One undeniable fact is that without the X-Men film franchise kicking things off and making so much money in 2000, we might not have comic book movies like we do today. Aside from Superman and Batman flicks, comic book movies were typically considered risky, let alone serious stories casual fans would fall in love with. But X-Men ignited all that (along with Sony's Spiderman in 2002). For us to get to Iron Man in 2008 and Endgame in 2019, we had to start with X-Men.

And, yes, I'm aware we had successful comic book franchises prior to that like Blade. But the road to our modern cinematic comic book adaptations really leaps forward with X-Men.

X-Men and X2 were cheesy but fantastic movies. Some fans still say X2 was never topped. That's when the series peaked. Personally, I believe the franchise peaked with Logan, but I also consider that the greatest superhero movie made to date, so I'm biased.

Things quickly went downhill with X-Men: The Last Stand because its story simply cannot be adapted in one movie. The Phoenix Saga is perhaps the most famous X-Men comic book story.
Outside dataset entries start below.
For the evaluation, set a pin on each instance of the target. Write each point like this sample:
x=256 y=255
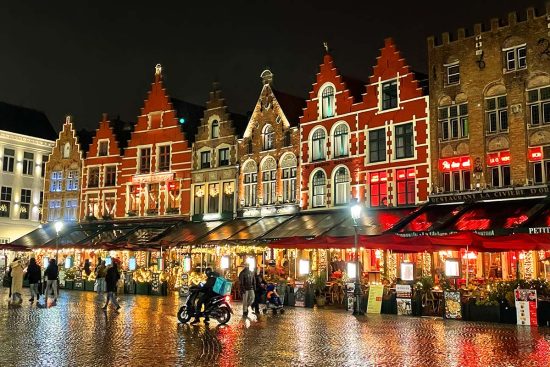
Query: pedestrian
x=261 y=285
x=247 y=282
x=51 y=274
x=16 y=281
x=34 y=274
x=87 y=269
x=100 y=273
x=111 y=280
It sees telepathic character Jean Gray possessed by a powerful cosmic force. It's a vibrant story involving personal identity, the destruction of entire galaxies, aliens and more. It's such a huge undertaking that when the cartoon series adapted it in season three, it dedicated not one, not two, but nine episodes to the subject. You cannot boil the Phoenix down to one movie, and that's why I'm worried about Dark Phoenix. (I haven't seen it yet as I write this.)
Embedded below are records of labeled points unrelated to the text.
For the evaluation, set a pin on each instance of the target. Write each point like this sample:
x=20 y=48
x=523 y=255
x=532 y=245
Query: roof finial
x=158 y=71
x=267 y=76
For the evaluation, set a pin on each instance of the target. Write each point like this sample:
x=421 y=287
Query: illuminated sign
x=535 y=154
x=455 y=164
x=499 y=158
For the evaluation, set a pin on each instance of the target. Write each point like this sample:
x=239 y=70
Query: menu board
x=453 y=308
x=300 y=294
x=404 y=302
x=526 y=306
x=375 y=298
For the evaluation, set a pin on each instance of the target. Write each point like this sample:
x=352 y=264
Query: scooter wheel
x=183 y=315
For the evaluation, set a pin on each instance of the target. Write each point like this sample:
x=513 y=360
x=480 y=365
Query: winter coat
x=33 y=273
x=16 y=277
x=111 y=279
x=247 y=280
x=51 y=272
But that story ruined The Last Stand. A Phoenix without Lilandra, the Shi'ar, the M'Kraan Crystal and the Starjammers space pirates falls flat every time. If one was going to adapt the Phoenix story to cinema, they'd need three movies at least to build everything up. Remember, when you rush a comic book story you get Justice League.
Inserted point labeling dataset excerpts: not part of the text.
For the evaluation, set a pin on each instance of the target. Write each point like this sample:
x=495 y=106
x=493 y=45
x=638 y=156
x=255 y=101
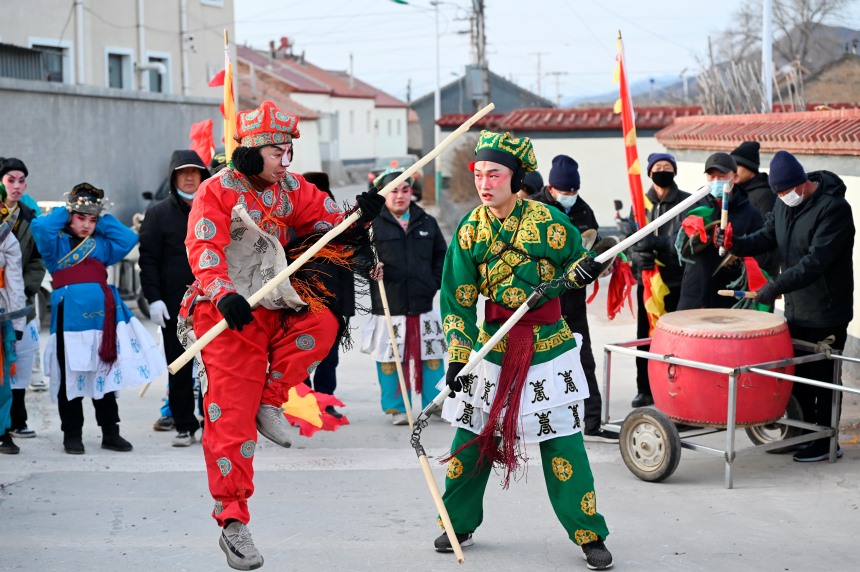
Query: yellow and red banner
x=654 y=289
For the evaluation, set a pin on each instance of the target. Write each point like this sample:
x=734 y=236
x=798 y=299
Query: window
x=118 y=68
x=159 y=79
x=56 y=59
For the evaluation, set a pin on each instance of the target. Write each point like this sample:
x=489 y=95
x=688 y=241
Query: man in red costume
x=240 y=222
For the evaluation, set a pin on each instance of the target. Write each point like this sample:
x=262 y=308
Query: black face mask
x=662 y=178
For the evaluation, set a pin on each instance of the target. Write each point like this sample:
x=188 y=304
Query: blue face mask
x=718 y=188
x=567 y=201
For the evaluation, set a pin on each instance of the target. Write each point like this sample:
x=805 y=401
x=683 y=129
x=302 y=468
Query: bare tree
x=795 y=25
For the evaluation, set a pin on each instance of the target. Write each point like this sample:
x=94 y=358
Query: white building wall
x=355 y=128
x=307 y=148
x=109 y=24
x=391 y=131
x=602 y=169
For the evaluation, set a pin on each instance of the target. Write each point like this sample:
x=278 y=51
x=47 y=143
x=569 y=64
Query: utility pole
x=557 y=86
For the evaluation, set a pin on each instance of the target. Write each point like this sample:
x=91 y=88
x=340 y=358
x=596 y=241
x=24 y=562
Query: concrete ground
x=355 y=499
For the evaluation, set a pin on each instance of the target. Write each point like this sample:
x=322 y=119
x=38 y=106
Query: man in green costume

X-Men Origins: Wolverine was also terrible, butchering beloved characters with terrible effects and wretched story. But it built the foundation that, along with Ryan Reynolds' pushing, would give us the hilarious Deadpool and Deadpool 2.

X-Men: First Class is probably the most quiet film of the franchise. It doesn't feature as many popular characters, but by George do I love Michael Fassbender and James McAvoy as young Magneto and Professor X. They're such fantastic counterparts to Sir Ian McKellen and Patrick Stewart. This movie also gave us a soft reboot on the franchise to swap out actors.

When we got to Days of Future Past, we hit the Endgame of the X-Men franchise, in my opinion. If X2 is considered the favorite of the franchise, it faces the stiffest competition from this movie, which merges the old and young casts. It's just so good with its well-executed story and erasing The Last Stand from the timeline. I love it.

But then we got Apocalypse who is supposed to be one of the greatest X-Men villains of all time, and the movie was lukewarm at best. I was looking forward to seeing Mister Sinister be the focus of an X-Men film set in the '90s, but they scrapped that for another attempt at the Phoenix Saga.

The series has its redemption points, for sure. The Wolverine redeems X-Men Origins: Wolverine, and Days of Future Past redeems The Last Stand. And Logan? Well, that's just utter perfection as far as I'm concerned. Adapting elements of the Old Man Logan story into a film with a Professor X that's old as dirt and going crazy? Combine that with an unbelievable portrayal of X-23 from Dafne Keen, and you'll see why I think this is the greatest superhero movie of all time. It can't be beat.

So, before I say goodbye to Fox's X-Men series and all its spinoffs (since New Mutants may never see the light of day), let me just say thanks to Hugh Jackman, Patrick Stewart and all the other people who worked hard to bring these stories and characters to life over the last couple decades.